今、彼女はこうして語りながら心を鍛え、研ぎ澄まして行く。
「私は実戦を経験する為、冒険者となります。ですが母を一人には出来ません。母は気にするなと言うでしょう。ですが母は、たった一人の肉親で、私の心の支えです。……だからエイサー、たった一人の私の、誰よりも頼れる弟子である貴方に、母を頼みたい」
そう言ってカエハは、振った剣をピタリと止めた。
まぁ、成る程。
それが彼女の望みならば、それも良いだろう。
……少しばかり寂しくは思うけれども。
「それが師の望みであるならば。
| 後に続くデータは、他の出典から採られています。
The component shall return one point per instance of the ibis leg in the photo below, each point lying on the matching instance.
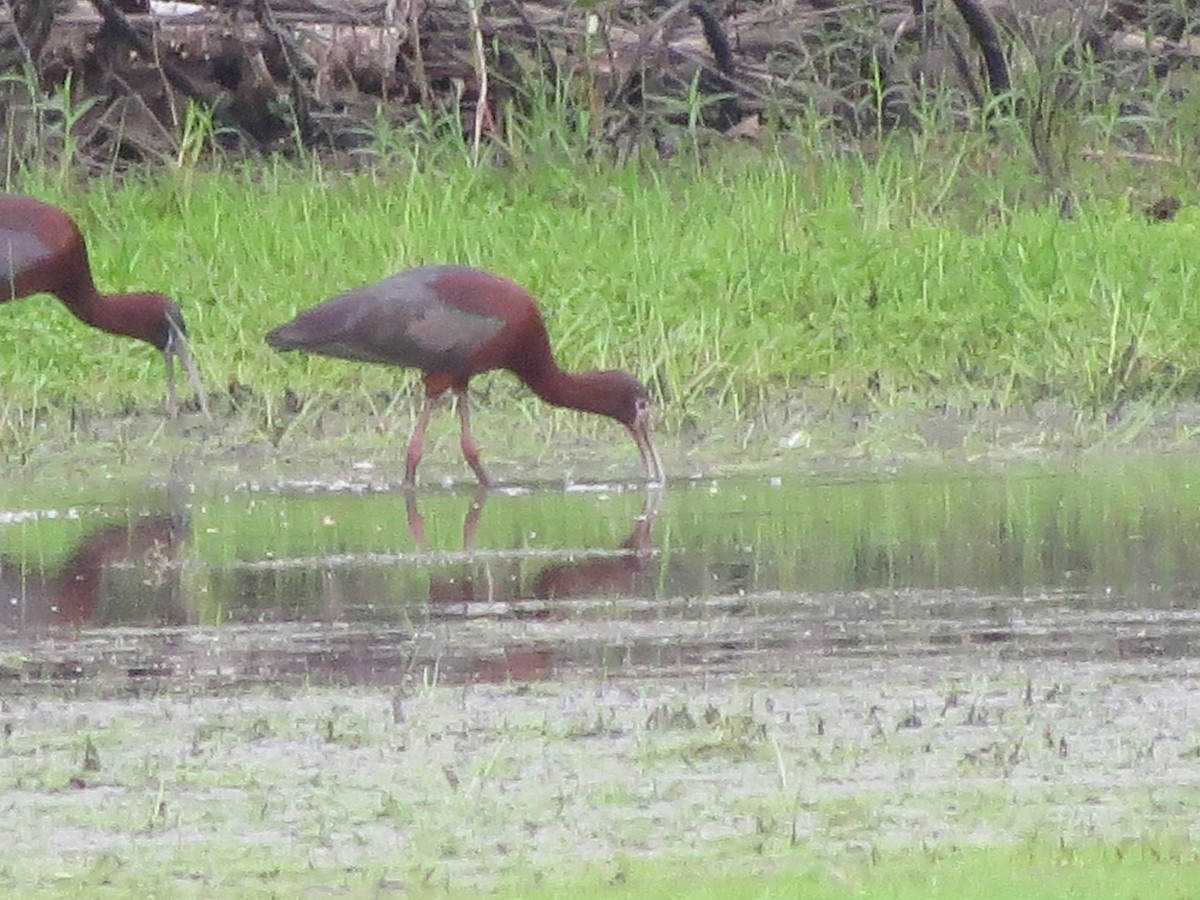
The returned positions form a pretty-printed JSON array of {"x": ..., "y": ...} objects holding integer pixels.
[
  {"x": 168, "y": 357},
  {"x": 417, "y": 441},
  {"x": 469, "y": 448}
]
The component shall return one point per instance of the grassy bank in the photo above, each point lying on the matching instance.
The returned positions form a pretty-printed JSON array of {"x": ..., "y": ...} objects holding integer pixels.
[{"x": 931, "y": 273}]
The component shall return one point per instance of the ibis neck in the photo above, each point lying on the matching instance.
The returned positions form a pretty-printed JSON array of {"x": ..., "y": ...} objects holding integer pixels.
[{"x": 575, "y": 390}]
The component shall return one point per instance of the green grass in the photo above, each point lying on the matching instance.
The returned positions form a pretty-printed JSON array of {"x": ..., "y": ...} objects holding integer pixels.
[
  {"x": 933, "y": 273},
  {"x": 1132, "y": 871}
]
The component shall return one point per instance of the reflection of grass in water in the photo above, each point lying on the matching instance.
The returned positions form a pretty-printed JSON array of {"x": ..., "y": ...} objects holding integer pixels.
[{"x": 1099, "y": 527}]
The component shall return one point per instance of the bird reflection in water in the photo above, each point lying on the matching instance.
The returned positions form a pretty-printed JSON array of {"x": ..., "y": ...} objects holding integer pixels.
[
  {"x": 629, "y": 573},
  {"x": 117, "y": 574}
]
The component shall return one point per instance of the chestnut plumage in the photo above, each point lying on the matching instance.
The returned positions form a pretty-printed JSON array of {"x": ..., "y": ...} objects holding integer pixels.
[
  {"x": 43, "y": 251},
  {"x": 454, "y": 322}
]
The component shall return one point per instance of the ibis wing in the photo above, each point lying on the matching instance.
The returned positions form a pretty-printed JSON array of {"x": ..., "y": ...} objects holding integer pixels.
[
  {"x": 19, "y": 251},
  {"x": 394, "y": 323}
]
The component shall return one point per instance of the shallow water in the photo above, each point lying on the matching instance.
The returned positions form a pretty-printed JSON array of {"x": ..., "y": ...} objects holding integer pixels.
[{"x": 118, "y": 586}]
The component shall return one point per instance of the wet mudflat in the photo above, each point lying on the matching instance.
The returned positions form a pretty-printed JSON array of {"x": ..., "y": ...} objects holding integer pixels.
[{"x": 331, "y": 684}]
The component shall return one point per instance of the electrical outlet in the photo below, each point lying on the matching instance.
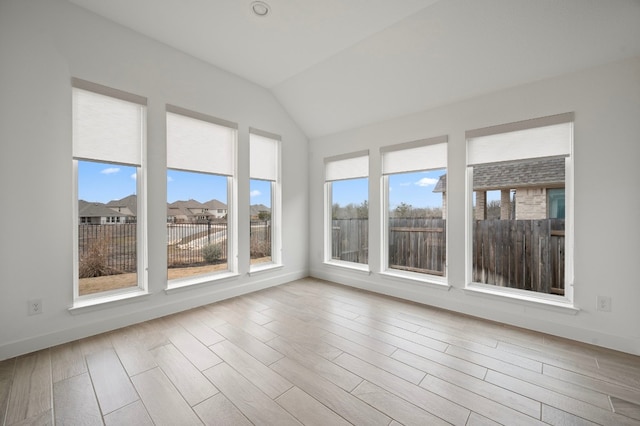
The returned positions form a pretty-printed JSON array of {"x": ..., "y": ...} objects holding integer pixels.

……でも二つ条件があります。一つは冒険者として活動する前に、僕に貴女の防具を作らせる事。もう一つは冒険者としての活動拠点に、ヴィストコートにある僕の家を使う事」
絶対に無事に戻れとは、言わない。
冒険者として活動するなら、何が起きても決して不思議ではないから。
しかしだからこそ、この二つの条件は絶対だ。
武器は勿論だが、防具もなしに冒険者なんて出来やしない。
何せカエハは採取ではなく、実戦経験を積む為に討伐を行う冒険者になるのだから。
僕の持てる技術の全てを使って、彼女の振るう剣を邪魔せず、だけどその身を守ってくれる防具を作り上げる。
またヴィストコートにある僕の家を使う。
つまりあの町での僕のコネを使う事も、同じ位に必要だ。
何故なら道場が壊されて没落したとは言え、カエハは基本的にお嬢さんだった。
或いは道場の敷地内では、お姫様だったと言っても良い。
金の稼ぎ方は下手だったし、随分とお人好しな所もある。
もしも金に窮したり妙な輩に付き纏われれば、実戦経験を積むどころじゃ無くなるだろうから。
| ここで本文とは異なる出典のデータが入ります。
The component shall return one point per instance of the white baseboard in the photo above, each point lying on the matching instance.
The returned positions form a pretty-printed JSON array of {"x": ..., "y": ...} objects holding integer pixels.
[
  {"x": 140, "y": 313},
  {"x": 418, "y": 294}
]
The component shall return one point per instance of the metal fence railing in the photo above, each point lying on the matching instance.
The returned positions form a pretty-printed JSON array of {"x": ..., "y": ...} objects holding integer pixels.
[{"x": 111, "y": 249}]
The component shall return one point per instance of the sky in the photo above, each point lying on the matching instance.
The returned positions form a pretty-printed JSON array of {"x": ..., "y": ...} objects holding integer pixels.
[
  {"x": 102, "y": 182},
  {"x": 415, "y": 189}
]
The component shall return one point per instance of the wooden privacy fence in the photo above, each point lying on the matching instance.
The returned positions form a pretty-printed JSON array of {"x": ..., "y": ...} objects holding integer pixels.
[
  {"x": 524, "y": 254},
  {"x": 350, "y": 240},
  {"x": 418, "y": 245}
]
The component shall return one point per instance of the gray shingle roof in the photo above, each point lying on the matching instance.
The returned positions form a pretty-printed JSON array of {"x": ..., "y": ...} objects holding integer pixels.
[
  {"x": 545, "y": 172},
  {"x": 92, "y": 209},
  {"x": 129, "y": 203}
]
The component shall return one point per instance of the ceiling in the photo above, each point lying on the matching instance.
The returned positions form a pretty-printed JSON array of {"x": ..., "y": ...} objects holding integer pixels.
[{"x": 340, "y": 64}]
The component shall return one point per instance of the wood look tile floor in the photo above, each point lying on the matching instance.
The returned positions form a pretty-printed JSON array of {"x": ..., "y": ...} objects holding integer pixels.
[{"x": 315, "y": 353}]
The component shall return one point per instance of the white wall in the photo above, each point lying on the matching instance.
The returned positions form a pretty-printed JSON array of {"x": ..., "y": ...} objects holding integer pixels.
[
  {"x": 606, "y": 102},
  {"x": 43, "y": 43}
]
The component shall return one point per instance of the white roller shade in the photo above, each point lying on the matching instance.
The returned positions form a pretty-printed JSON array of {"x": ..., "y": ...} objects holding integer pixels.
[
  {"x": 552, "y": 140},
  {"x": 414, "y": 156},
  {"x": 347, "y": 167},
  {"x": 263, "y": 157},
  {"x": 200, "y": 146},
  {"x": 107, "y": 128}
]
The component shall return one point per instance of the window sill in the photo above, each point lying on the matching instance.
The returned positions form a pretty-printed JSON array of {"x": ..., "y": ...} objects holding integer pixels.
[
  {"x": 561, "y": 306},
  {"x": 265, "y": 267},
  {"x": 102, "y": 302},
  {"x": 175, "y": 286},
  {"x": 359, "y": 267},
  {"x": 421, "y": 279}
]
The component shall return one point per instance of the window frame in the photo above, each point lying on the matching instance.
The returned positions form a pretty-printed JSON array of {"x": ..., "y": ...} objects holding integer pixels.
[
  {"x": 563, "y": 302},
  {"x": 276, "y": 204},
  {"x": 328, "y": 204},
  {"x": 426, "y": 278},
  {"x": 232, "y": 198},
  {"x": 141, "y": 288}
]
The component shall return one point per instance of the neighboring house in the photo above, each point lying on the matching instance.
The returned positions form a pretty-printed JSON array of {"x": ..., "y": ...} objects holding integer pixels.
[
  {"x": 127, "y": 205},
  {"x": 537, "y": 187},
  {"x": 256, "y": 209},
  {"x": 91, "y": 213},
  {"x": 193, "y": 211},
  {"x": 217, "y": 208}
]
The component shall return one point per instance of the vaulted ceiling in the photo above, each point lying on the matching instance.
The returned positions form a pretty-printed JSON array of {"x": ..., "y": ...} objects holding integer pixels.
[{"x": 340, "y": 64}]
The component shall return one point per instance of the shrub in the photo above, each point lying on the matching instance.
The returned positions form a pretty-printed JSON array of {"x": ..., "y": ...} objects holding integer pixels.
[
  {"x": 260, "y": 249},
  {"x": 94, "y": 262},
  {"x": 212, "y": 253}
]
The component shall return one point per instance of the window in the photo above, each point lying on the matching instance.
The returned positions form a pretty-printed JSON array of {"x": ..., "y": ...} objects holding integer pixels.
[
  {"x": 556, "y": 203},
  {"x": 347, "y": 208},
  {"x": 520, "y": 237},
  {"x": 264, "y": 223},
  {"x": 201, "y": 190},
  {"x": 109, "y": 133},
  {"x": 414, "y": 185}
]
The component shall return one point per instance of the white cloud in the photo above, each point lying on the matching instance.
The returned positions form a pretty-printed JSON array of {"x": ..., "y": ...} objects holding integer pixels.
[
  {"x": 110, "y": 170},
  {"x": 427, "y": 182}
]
僕の家を使えば少なくとも宿代は浮くし、僕の知人達の目もあるから、妙な輩がカエハに近寄り難くもなる。
何不自由なくとまでは言わずとも、日々の生活に追われて鍛錬どころでなくなる事態は避けられる筈だ。
道を決めるのはカエハだけれど、その支援は最大限にさせて欲しい。
それが僕の出す条件だった。
……何と言うか、ふと外の世界に出て来たばかりの僕に、何かと世話を焼いてくれたアイレナを思い出す。
もしかしたら彼女も、今の僕と似た様な気持ちだったのだろうか。
「わかりました。何から何まで……、いえ、感謝します。エイサー、私は必ず、貴方の師に相応しい剣士になりますから。……少しだけ待ってて下さい」
そう言って剣を鞘に納め、振り返ったカエハの瞳には、もう迷いも弱気も存在しなかった。